The International Monetary Fund (IMF) today described the Goods and Services Tax (GST) as a "milestone reform" in India's tax policy, which unifies numerous indirect taxes across all states of the federation and the central government.
However, it has pushed for a simplified structure, saying the multiple rate structure and other features could give rise to high compliance and administrative costs.
GST was introduced on July 1, 2017
The Goods and Services Tax is an indirect tax levied on the supply of goods and services in India. It came into effect on July 1, 2017.
Dual rate structure
Dual rate structure in GST preserves revenue neutrality
A dual rate structure with a low standard rate and an additional higher rate on select items can be progressive and preserve revenue neutrality, the IMF said in its annual country report.
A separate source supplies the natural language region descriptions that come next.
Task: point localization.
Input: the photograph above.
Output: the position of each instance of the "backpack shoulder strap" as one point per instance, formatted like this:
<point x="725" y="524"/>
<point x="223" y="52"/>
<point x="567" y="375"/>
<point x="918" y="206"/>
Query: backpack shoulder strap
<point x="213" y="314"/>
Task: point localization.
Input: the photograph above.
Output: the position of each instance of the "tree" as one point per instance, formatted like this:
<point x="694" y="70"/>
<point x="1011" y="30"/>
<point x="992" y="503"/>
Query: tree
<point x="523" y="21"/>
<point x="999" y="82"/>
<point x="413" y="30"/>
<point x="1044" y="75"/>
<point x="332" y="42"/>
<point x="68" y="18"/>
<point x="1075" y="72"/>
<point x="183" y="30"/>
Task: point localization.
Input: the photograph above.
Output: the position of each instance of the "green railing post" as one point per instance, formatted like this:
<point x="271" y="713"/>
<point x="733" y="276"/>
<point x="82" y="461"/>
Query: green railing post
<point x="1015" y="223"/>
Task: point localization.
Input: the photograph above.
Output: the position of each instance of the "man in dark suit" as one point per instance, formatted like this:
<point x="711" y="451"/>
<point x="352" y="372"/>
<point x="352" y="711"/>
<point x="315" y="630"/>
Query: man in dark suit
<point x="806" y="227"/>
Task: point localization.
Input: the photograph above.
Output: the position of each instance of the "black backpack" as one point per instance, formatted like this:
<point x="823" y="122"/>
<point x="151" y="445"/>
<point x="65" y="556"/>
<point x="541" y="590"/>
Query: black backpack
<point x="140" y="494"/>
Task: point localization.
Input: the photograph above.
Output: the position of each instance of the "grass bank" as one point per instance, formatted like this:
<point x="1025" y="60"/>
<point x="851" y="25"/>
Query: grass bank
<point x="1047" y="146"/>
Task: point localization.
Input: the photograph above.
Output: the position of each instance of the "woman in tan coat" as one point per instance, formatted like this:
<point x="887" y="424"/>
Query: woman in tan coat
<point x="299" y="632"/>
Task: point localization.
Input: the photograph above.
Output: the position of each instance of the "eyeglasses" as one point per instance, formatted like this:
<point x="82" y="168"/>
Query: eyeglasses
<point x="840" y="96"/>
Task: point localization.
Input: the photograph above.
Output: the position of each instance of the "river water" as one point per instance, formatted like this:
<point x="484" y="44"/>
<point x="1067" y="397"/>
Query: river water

It said that with the consumption basket of the rich taxed at higher rates than that of the poor, the GST as presently designed has an effective tax-rate rising with household consumption.
India has four or more GST rates: IMF
However, India belongs in a small group of five countries having four or more GST rates: four non-zero rates of 5%, 12%, 18%, and 28%; special low rates of 3% on gems, jewelry; 0.25% on rough diamonds; and a GST "cess" levied on demerit goods.
In comparison, among 115 countries with VATs, 49 have a single rate, and 28 have two rates, IMF noted.
IMF says GST created a unified national market
GST created a unified national market for the first time by lowering internal barriers to trade, effectively establishing a free trade agreement for a market of over 1.3bn people, said Ranil Salgado, IMF Mission Chief for India.
The tax is expected to increase the amount of economic activity taking place in the formal sector of the economy, leading to more reliable jobs, he added.